Unexpected expenses can ruin your day – or much longer if they’re large enough. Pre-planning for events you know will occur can help take some of the pain out of those expenses for yourself and your family – including funeral expenses.
If you’ve ever helped arrange a funeral, you know even the most basic funeral expenses can be difficult to afford. If you went into the process with a budget in mind, the add-ons alone can send the cost of a funeral spiraling out of control.
One of the best ways to control these costs is to plan ahead by knowing the average cost of a burial and what each of the items costs. Once you know the costs, you can decide which items are must-haves, what would be nice to have, and what you can do without.
This article will help you discover the actual average funeral cost and how price shopping can help you keep the cost of a funeral under control.
Average funeral cost
The National Funeral Directors Association (NFDA) conducted a survey to calculate the median cost of a funeral. In 2014, the median cost was $7,181 without a vault; including the vault increased the cost to $8,508. This does not include the burial plot, headstone, flowers or an obituary.
Here is the funeral cost checklist included in the median funeral expenses in 2014, according to the NFDA:
- Funeral home’s basic service fee (non-declinable): $2,000
- Transporting remains to funeral home: $310
- Embalming: $695
- Preparing the body in other ways, such as makeup and hair styling: $250
- Facilities and staff to manage a viewing: $420
- Hearse: $318
- Service care: $143
- Basic memorial printed package: $155
- Metal casket: $2,395
- Median cost of funeral with viewing and burial: $7,181
- Vault: $1,327
- Cost with the Vault: $8,508
Many cemeteries require a burial vault or concrete grave box to ensure the ground will not buckle over the casket. A vault is reinforced to preserve the remains from groundwater and insect activity. When calculating funeral costs, you may have to include the cost of a vault or grave box.
The figures above do not factor in an important expense – the grave site and the actual cost of burial. Depending on where the gravesite will be located, the cost can range from $400 to $10,000; expect metropolitan areas, such as areas of Los Angeles and Chicago, to have the highest price tag.

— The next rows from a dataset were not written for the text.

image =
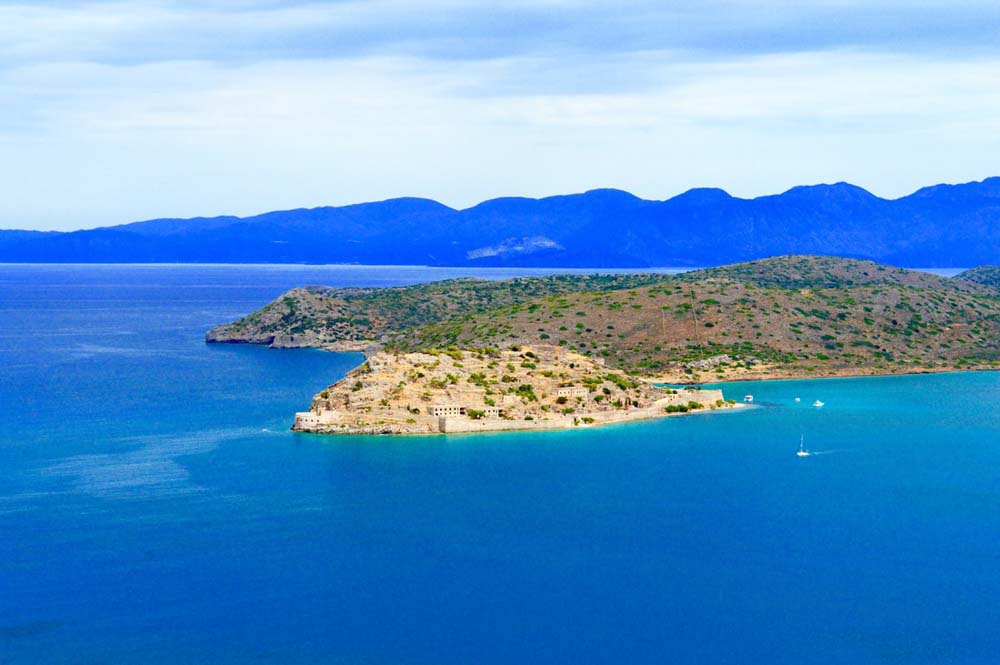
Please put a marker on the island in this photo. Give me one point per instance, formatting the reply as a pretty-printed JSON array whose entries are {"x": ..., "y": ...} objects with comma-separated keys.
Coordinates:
[
  {"x": 490, "y": 389},
  {"x": 472, "y": 355}
]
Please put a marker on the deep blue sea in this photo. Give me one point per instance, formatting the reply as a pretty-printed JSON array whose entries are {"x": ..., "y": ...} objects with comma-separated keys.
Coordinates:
[{"x": 154, "y": 507}]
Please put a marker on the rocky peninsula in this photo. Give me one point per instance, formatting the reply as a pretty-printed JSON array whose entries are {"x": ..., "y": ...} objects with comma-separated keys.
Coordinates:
[
  {"x": 489, "y": 389},
  {"x": 573, "y": 350}
]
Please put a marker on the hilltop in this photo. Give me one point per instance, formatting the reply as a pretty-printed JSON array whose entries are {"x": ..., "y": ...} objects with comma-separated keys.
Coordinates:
[
  {"x": 939, "y": 226},
  {"x": 787, "y": 316},
  {"x": 784, "y": 316},
  {"x": 360, "y": 318}
]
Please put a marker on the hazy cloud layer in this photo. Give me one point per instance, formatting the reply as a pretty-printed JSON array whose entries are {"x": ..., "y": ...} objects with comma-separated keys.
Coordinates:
[{"x": 116, "y": 111}]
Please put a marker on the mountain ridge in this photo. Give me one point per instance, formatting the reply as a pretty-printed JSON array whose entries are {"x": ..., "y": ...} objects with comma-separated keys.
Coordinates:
[{"x": 936, "y": 226}]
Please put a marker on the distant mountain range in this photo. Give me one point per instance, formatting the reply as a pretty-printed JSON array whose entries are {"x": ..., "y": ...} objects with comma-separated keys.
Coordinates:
[{"x": 939, "y": 226}]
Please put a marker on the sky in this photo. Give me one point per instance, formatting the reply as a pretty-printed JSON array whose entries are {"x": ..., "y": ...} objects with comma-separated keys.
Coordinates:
[{"x": 112, "y": 112}]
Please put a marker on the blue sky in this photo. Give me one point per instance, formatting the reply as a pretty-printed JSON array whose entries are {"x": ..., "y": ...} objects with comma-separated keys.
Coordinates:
[{"x": 113, "y": 111}]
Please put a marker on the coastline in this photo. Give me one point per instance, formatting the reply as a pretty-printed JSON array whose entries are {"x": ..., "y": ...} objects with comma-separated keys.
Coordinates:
[
  {"x": 533, "y": 388},
  {"x": 779, "y": 375}
]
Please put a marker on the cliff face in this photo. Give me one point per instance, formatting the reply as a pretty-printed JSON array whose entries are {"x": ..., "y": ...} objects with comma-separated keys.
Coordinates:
[{"x": 533, "y": 387}]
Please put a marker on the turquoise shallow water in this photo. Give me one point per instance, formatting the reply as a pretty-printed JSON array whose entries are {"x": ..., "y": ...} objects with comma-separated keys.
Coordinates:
[{"x": 155, "y": 509}]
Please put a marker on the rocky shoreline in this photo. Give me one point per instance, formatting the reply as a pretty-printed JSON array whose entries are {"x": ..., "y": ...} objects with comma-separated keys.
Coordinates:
[{"x": 487, "y": 390}]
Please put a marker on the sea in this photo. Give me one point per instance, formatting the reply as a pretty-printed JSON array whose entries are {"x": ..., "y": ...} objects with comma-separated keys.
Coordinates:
[{"x": 155, "y": 508}]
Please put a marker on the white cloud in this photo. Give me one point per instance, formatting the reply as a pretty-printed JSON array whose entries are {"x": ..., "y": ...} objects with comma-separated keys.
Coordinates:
[{"x": 91, "y": 135}]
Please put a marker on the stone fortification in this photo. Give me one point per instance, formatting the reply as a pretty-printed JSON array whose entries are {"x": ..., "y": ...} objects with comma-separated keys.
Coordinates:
[{"x": 478, "y": 390}]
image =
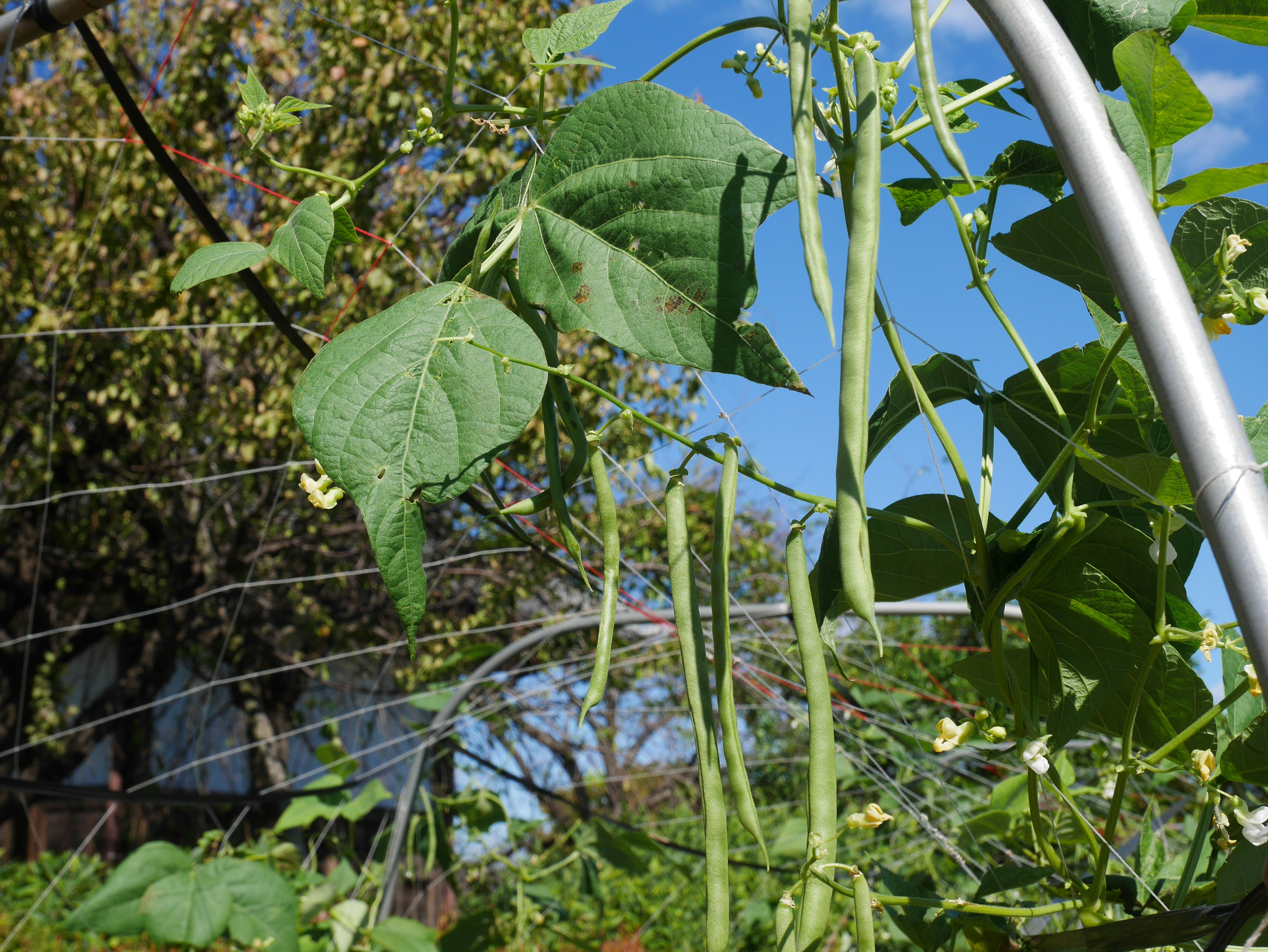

If you or a loved one is a veteran, check with the Veteran’s Administration (VA) regarding burial allowances. The VA reimburses the burial costs of any living spouse, child or parent of an honorably discharged veteran, including costs related to transporting the remains. The cost of a burial plot in a VA-certified cemetery may be much less than a traditional burial plot. Families are usually required to cover additional funeral costs, like flowers, obituary notices, and family transportation.
In addition to the plot, there are costs associated with opening the ground, placing the casket, and covering the plot. These services usually add several hundred dollars or more, depending on the cemetery.
When purchasing the gravesite, ask how the cemetery will maintain the gravesite. The maintenance fee may be included in the overall funeral expenses, or it could be a monthly or annual service fee.
How you can save on funeral expenses
Funerals today can easily exceed $10,000. Fortunately, there are ways to save.
Price shopping funeral items and services can uncover savings and allow you to still have a beautiful and memorable funeral. Call around to local funeral homes for a price list and decide who your best provider will be. Planning ahead allows you to start a funeral checklist so you can be prepared when the time is right.
If you are certain you want a burial rather than a cremation, typical expenses include:
- Vault or coffin container
- Basic service fee
- Transportation fee(s), including hearse or van use
- Cost of opening the ground, placing the remains in the ground, and burial
Keep in mind you don’t have to purchase a casket or liner at the funeral home. You may be able to find them cheaper through a third-party such as Costco, Walmart, or even Amazon.
Another way to save on funeral costs is the embalming process. The Federal Trade Commission says there are no states that require routine embalming for every death, but there are regulations related to preserving remains prior to burial or cremation, which is more about the length of time between death and disposal to prevent the breakdown of the body.
If you choose direct burial or cremation, you may be able to eliminate embalming altogether.
Even if you engage a funeral home for burial, you don’t have to take advantage of their visitation and memorial services, unless this is something that is important to the family or deceased. Also, memorials can be held at a private home or a place that held special meaning for the deceased which can create a meaningful service at a much lower cost.
Understanding what the average funeral cost is can go a long way in reducing the stress of preparing for a funeral when the time comes.